Nigerian literature (English)


This play is unique in the Onitsha collection for several important reasons.It was written just after the Biafran War, described by the playwright as "the shooting war," (pg.2). Additionally, it has a definite production history. It was performed for two short runs in Onitsha and Enugu where Nonye Eneanya and Mrs. Ngozi Egwuatu are identified as the producers. It was presumably performed for and/or by Onitsha's Anglican Girls' Grammar School that was destroyed in the war. There is also clear indication as to how the set at one of the performances appeared, for as the introduction notes "the classroom scene where some of the pupils sit on cement blocks and use their knees for a desk recreates a clear picture of the plight of pupils in damaged educational institutions," (pg.2).

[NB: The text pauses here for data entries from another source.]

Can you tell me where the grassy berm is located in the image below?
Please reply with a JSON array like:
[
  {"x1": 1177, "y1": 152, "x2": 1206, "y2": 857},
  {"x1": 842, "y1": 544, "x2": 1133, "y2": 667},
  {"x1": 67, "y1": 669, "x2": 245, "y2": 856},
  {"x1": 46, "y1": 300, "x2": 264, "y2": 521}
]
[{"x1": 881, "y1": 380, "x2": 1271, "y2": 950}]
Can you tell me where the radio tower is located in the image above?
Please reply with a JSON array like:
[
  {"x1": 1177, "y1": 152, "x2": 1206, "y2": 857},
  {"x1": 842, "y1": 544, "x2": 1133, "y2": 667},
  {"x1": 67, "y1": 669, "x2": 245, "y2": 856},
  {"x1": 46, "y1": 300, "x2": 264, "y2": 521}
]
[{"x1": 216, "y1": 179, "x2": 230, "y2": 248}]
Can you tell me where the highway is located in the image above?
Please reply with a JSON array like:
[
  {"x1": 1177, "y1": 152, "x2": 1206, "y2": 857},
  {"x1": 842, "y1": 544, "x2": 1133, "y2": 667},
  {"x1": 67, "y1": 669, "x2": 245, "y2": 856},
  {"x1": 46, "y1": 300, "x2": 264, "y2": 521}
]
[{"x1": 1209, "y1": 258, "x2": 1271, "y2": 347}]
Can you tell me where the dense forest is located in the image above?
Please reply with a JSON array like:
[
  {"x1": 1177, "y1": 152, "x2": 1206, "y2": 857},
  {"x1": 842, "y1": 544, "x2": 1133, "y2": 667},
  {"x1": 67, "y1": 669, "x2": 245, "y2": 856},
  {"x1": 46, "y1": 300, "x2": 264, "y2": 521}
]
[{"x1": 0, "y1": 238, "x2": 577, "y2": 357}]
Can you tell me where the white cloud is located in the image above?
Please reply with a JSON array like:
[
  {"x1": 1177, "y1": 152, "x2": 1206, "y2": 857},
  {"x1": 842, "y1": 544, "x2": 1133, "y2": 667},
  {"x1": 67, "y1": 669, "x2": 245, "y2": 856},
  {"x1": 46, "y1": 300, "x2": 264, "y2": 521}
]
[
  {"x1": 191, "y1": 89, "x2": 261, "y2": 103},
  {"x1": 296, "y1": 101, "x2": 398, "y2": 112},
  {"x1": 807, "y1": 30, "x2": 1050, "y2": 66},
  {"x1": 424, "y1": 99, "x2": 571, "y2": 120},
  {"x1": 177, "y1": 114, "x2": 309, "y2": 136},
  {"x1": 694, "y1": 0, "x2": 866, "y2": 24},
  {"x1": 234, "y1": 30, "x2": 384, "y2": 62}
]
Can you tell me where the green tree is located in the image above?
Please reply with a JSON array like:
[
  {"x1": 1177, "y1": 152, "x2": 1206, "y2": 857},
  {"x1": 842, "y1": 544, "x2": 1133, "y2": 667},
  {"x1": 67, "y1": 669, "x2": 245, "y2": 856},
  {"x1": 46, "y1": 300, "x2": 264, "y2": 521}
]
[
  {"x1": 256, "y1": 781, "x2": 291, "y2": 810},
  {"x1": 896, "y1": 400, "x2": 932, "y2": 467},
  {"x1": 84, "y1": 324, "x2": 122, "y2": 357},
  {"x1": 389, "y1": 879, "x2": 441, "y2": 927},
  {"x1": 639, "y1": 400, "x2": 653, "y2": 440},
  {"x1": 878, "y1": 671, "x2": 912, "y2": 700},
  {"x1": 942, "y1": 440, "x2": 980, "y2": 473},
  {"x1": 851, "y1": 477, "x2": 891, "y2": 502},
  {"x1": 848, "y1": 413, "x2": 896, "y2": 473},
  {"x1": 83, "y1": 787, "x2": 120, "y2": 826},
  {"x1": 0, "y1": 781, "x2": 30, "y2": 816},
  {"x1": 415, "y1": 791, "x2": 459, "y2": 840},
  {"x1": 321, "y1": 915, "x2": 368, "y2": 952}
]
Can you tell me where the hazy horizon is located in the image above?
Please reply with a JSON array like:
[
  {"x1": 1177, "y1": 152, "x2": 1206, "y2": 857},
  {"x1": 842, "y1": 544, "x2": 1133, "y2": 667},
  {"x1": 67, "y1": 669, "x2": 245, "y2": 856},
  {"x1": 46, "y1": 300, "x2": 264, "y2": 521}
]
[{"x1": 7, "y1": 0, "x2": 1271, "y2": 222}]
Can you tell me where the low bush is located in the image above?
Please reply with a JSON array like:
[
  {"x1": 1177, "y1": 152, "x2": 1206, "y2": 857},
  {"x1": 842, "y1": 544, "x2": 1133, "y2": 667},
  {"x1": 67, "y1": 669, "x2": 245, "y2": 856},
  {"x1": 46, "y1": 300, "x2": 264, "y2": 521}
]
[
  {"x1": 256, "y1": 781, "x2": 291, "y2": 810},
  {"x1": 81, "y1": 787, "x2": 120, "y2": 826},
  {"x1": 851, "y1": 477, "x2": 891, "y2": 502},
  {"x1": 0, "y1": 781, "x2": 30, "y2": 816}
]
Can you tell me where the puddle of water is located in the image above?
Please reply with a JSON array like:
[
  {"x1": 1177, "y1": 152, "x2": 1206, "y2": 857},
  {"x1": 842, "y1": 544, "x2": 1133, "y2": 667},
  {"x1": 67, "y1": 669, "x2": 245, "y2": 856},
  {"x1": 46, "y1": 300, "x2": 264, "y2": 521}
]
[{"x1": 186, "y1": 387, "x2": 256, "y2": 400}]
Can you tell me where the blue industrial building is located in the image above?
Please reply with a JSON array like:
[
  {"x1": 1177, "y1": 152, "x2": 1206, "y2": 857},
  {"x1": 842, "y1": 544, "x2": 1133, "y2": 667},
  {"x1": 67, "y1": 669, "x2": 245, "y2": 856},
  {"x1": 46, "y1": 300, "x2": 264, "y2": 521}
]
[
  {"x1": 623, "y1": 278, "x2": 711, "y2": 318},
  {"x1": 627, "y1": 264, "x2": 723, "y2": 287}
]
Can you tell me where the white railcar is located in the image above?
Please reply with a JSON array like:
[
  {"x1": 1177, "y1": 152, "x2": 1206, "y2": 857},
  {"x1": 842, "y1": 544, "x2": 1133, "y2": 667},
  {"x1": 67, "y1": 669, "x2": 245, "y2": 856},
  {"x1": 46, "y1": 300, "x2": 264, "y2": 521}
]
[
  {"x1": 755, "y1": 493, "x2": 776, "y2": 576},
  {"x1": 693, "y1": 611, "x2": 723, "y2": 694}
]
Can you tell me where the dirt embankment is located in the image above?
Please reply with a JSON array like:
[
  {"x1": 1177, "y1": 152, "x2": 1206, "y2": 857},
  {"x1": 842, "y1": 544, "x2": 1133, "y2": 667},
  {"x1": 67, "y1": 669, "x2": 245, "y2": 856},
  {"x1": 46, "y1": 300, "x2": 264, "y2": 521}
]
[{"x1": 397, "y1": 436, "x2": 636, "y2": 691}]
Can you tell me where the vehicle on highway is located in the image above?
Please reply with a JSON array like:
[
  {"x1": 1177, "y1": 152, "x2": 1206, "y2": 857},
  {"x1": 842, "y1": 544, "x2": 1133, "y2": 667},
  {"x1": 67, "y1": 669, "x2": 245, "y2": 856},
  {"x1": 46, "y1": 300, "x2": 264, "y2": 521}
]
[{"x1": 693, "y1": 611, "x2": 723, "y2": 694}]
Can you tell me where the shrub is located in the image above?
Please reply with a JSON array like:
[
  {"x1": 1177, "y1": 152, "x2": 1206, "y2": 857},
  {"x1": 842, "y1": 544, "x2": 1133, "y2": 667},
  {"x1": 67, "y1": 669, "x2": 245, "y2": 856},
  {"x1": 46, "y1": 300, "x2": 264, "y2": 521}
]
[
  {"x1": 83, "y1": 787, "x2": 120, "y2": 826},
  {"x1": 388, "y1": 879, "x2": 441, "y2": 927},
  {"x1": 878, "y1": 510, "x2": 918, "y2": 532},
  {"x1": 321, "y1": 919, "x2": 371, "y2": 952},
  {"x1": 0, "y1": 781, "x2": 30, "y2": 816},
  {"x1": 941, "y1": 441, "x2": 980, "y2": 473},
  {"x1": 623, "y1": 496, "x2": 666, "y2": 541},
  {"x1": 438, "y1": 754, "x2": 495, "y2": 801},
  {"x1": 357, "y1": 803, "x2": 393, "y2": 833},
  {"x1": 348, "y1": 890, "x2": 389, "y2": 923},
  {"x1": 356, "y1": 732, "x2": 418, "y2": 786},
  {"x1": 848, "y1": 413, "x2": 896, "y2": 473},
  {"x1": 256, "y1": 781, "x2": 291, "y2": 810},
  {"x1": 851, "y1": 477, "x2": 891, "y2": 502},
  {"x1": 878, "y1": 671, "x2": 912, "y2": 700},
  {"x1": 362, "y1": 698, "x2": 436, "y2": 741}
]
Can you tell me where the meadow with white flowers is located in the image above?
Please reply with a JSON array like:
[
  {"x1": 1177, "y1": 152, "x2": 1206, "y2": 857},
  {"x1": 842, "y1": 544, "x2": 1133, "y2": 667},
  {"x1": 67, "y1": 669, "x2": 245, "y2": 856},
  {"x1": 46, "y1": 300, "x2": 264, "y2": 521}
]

Nonye Eneanya, a member of the teaching staff at the Anglican Girls' Grammar School, uses the conventions of realism to attempt to document the war and its aftermath on the area. The play's language is a mixture of English and Igbo,and many high quality woodcuts and illustrations enhance the story. However,the play does have significant problems, possibly because it was written "on the spur of the moment" by Eneanya, (pg.1). Time and a sense of causation are underdeveloped at times. Yet In Our Time relates a strong message about the effects of the war when stage directions and set descriptions create a sense of place and time.

The prologue provides much of the context of the Biafran war and its aftermath. The narrator creates an atmosphere of hopelessness and optimism: Brother had plucked yet another brother in the course of a fratricidal conflict that had been raging for nearly three years, (pg.5). For an observer of the Nigerian civil war the picture was still real as at January 1, 1970. He therefore believed that the Nigerian conflict would never end...But it did end, miraculously too . . . the soldiers threw away their guns to rush into their opponents [sic] arms in warm embrace, (pg.6-7).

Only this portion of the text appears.